Mobile Data Offloading With Policy and Charging Control in 3GPP Core Network

The Third-Generation Partnership Project (3GPP) has recently standardized the policy and charging control (PCC) system to provide dynamic policy enforcement for network resource allocation combined with real-time charging. The upward trend in smartphone use and the subsequent explosion of data traffic on third-generation (3G) networks have pressed carriers to offload the data traffic from the cellular domain. One key challenge is to elaborate on PCC functionality and mobility management for offloading sessions. This paper proposes an enhanced Wi-Fi offloading model to bring mobile Internet Protocol (IP) integration to a core network with PCC. Specifically, we develop a comprehensive analytical model to quantify the performance of data offloading concerning the amount of 3G resources saved by offloading and the deadline assurance for measuring the quality of user experience with PCC support. Numerical results demonstrate that deadline assurance can be satisfied while saving a significant amount of 3G resources in many situations.

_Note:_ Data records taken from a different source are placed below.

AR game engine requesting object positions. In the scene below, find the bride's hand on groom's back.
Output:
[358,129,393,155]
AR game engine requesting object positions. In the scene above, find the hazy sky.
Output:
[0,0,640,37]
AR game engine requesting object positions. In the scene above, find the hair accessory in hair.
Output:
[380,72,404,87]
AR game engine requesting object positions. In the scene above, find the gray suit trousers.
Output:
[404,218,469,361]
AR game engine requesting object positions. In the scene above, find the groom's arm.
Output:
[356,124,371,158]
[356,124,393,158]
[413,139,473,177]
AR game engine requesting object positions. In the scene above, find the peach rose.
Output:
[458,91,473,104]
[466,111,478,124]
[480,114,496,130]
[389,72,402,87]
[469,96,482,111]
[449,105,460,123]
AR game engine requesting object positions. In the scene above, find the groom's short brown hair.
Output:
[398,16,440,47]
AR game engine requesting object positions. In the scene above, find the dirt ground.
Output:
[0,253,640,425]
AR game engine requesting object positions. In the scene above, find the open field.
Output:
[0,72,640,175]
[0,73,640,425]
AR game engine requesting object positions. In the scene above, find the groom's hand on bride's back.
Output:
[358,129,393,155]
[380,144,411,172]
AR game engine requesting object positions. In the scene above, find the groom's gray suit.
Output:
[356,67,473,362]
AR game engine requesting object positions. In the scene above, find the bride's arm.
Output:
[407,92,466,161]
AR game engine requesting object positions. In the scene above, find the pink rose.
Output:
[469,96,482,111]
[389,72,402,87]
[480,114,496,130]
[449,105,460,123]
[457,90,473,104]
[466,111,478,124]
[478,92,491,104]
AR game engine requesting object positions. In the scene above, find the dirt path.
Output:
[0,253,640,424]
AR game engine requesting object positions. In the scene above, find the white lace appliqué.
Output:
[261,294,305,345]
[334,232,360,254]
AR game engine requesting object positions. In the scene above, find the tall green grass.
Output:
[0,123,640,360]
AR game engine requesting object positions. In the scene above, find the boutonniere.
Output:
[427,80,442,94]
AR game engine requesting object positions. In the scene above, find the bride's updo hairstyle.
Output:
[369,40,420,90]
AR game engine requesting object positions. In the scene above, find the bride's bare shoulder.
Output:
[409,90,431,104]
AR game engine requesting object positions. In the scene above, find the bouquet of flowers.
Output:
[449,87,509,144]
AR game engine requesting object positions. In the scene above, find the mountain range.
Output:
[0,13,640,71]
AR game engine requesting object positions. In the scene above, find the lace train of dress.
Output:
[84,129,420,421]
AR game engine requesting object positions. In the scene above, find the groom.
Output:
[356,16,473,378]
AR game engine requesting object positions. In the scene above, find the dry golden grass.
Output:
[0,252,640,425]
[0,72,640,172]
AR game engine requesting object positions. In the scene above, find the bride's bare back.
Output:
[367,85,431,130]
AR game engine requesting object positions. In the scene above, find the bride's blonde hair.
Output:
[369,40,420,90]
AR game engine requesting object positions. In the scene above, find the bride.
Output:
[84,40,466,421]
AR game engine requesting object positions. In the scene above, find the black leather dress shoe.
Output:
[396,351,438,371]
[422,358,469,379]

Reducing Credit Re-authorization Cost in UMTS Online Charging System

During an online charging general packet radio service (GPRS) session, a number of mid-session events, such as changes of quality of service (QoS), could dynamically affect the rating of the in-progress service. When such events occur, the GPRS support node needs to re-authorize the granted credit units with the online charging system (OCS). This paper proposes a threshold-based scheme that utilizes a threshold parameter delta to reduce the signaling traffic for the credit re-authorization procedure. By selecting an appropriate delta value, the signaling overhead in the OCS can be significantly reduced while the inaccuracy of the credit information insignificantly increases. The mobile operator can choose appropriate parameter values in the threshold-based scheme based on our study.

Modeling mobility database failure restoration using checkpoint schemes

This paper studies checkpointing and failure restoration of mobility database for Universal Mobile Telecommunications System (UMTS). By utilizing per-user checkpointing technique, individual home location register (HLR) records are saved into non-volatile backup storage form time to time. When a failure occurs, the backup record is restored back to the mobility database. We consider three per-user checkpoint schemes for the HLR. An analytic model is developed to investigate these schemes in terms of the probability that a HLR backup record is obsolete and the expected checkpoint interval. This model is validated against simulation experiments. Our study provides guidelines for selecting an appropriate checkpoint scheme and parameters for various traffic conditions

SCB: Store-Carry-Broadcast Scheme for Message Dissemination in Sparse VANET

To take on challenges of communication in sparse VANET, we propose a Store-Carry-Broadcast (SCB) scheme to assist message dissemination by broadcasting over a specific road segment instead of a single vehicle. In the SCB scheme, an opposite vehicle helps to disseminate the safety messages to oncoming vehicles traveling on the reverse lane by broadcasting. Compare with the well-known store-carry-forward broadcasting in VANET, the SCB scheme consumes much less network bandwidth in terms of the number of broadcasting performed. Extensive simulation results are presented to demonstrate that when the traffic density is low or when the DSCR penetration rate is low, our proposed SCB scheme significantly reduced both broadcast overhead as well as delivery delay in sparse VANET.

Signaling overhead of Policy and online Charging Control for bearer sessions in LTE network

The convergence of radio access technologies with all-IP core network has gained significant attention recently. Through the all-IP based Policy and Charging Control (PCC) architecture standardized in 3GPP R8, the charging rules are consistent with application-level and IP-level policy control. It is essential to investigate the signaling overhead incurred by PCC and the OCS management during the mid-session events, such as the handover and QoS changes. To address this issue, this paper investigates PCC and OCS traffic rate over LTE networks.